Our new ability to know the world at a scale never before imaginable may not bring us our old type of understanding, but understanding and knowledge are not motivated only by the desire to feel that sudden gasp of insight. The opposite and ancient motive is to feel the breath of awe in the face of the almighty unknowability of our universe. A knowing that recognizes its object is so vast that it outstrips understanding makes us more capable of awe.
And, bonus question: Who would win in a fight, Clay Shirky or Nicholas Carr?
Carr would land some shallow punches, but then everbody would join with Shirky. So, no contest.
Cheap puns aside, my heart's with Shirky, although I liked Carr's The Shallows.
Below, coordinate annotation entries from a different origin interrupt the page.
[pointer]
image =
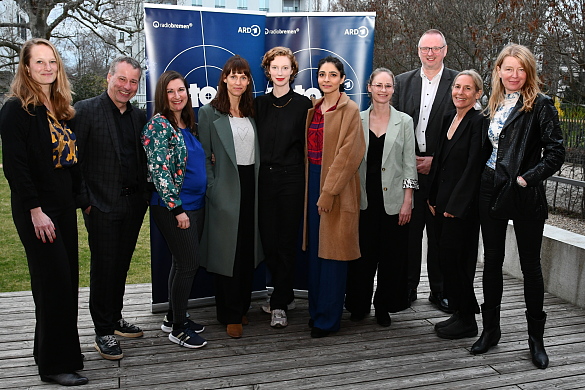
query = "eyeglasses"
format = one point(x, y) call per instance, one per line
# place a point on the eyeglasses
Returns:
point(435, 49)
point(382, 86)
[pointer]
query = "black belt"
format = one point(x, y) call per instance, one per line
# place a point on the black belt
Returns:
point(127, 191)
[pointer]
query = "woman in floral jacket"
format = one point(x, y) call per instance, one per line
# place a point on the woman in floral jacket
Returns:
point(176, 167)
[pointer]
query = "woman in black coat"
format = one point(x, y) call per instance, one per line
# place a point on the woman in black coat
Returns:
point(455, 175)
point(525, 146)
point(40, 163)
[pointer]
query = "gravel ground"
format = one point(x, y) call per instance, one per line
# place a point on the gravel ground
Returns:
point(575, 225)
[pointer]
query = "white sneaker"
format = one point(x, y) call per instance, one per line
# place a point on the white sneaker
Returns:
point(266, 306)
point(278, 319)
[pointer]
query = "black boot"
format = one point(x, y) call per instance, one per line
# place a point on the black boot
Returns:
point(464, 326)
point(448, 321)
point(490, 336)
point(535, 342)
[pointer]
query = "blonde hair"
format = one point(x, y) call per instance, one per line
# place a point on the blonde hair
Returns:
point(271, 54)
point(25, 88)
point(530, 89)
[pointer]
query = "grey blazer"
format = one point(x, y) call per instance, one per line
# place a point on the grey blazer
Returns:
point(398, 159)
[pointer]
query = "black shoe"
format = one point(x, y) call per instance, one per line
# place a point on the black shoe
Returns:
point(440, 303)
point(464, 326)
point(66, 379)
point(356, 317)
point(383, 318)
point(412, 295)
point(317, 333)
point(108, 347)
point(447, 322)
point(125, 329)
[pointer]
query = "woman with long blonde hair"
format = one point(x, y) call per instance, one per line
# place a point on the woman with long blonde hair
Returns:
point(523, 146)
point(40, 163)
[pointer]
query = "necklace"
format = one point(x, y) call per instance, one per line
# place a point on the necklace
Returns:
point(284, 105)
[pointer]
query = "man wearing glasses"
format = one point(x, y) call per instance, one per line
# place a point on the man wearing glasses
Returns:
point(424, 94)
It raises an important question, and pushes it hard. Further, when most people say that the Internet is making people stupid, they exempt themselves: it's those other people -- the ones I disagree with -- who are being made stupid. Carr on the other hand applies the critique to himself. He says he wants his old brain back.
Another reason I like The Shallows: It provides a rare and clear example of actual technodeterminism, a charge usually leveled against Shirky and his ilk. (I pride myself in being ilked with Shirky.) Technodeterminism is the claim that technology by itself has predictable, determinant effects on people or culture. Usually, in my opinion, the charge is a strawman argument, for the Shirky Ilk doesn't think that the effect of technology is independent of the factors that shape social and cultural reactions. Differences in culture, class, education, psychology, and personal history all affect how someone reacts to any technology. Of course. But with that limitation strongly in mind, we still need to be able to discuss how a technology is affecting a culture in general. Generalizations can be a vehicle of truth, so long as they are understood to be only generally true.
If I didn't believe that, I couldn't have written Too Big to Know, for it is about the effect of the Internet on knowledge. I'm careful to scope it only to traditional Western knowledge, and avoiding technodeterminism is a topic within the book itself. But, there is a seeming irony -- or, worse, a self-contradiction -- in my railing against knowledge as a reduction of the buzzing, blooming confusion of the world in a book that, for example, tries to give a "history of facts" in one brief chapter. But it's only an irony if you think I'm condemning any form of general statement. I'm not. Knowledge will always find patterns that apply across particulars. (The equating of knowledge with universals is a different matter.) In fact, I'm Hegelian about this: The new knowledge continues to find generalities that connect individual instances, but because the new ecosystem is hyperlinked, we can go from the generalities back to the individual cases. And those generalizations are themselves linked into a system of difference and disagreement.
In any case, Carr's book is admirably, straightforwardly technodeterminist: mere interaction with the Internet rewires our brains and diminishes our capacity for important forms of thought. Carr may be right, he may be wrong, he may have his values right or inside out, but he in any case at last gives the anti-technodeterminists a target that is not made out of straw. As a Shirky Ilkist, I enjoy that the clearest target for the anti-technodeterminists is a pessimist about the Net, rather than the Shirkian optimists who otherwise are so often the targets of their ilk.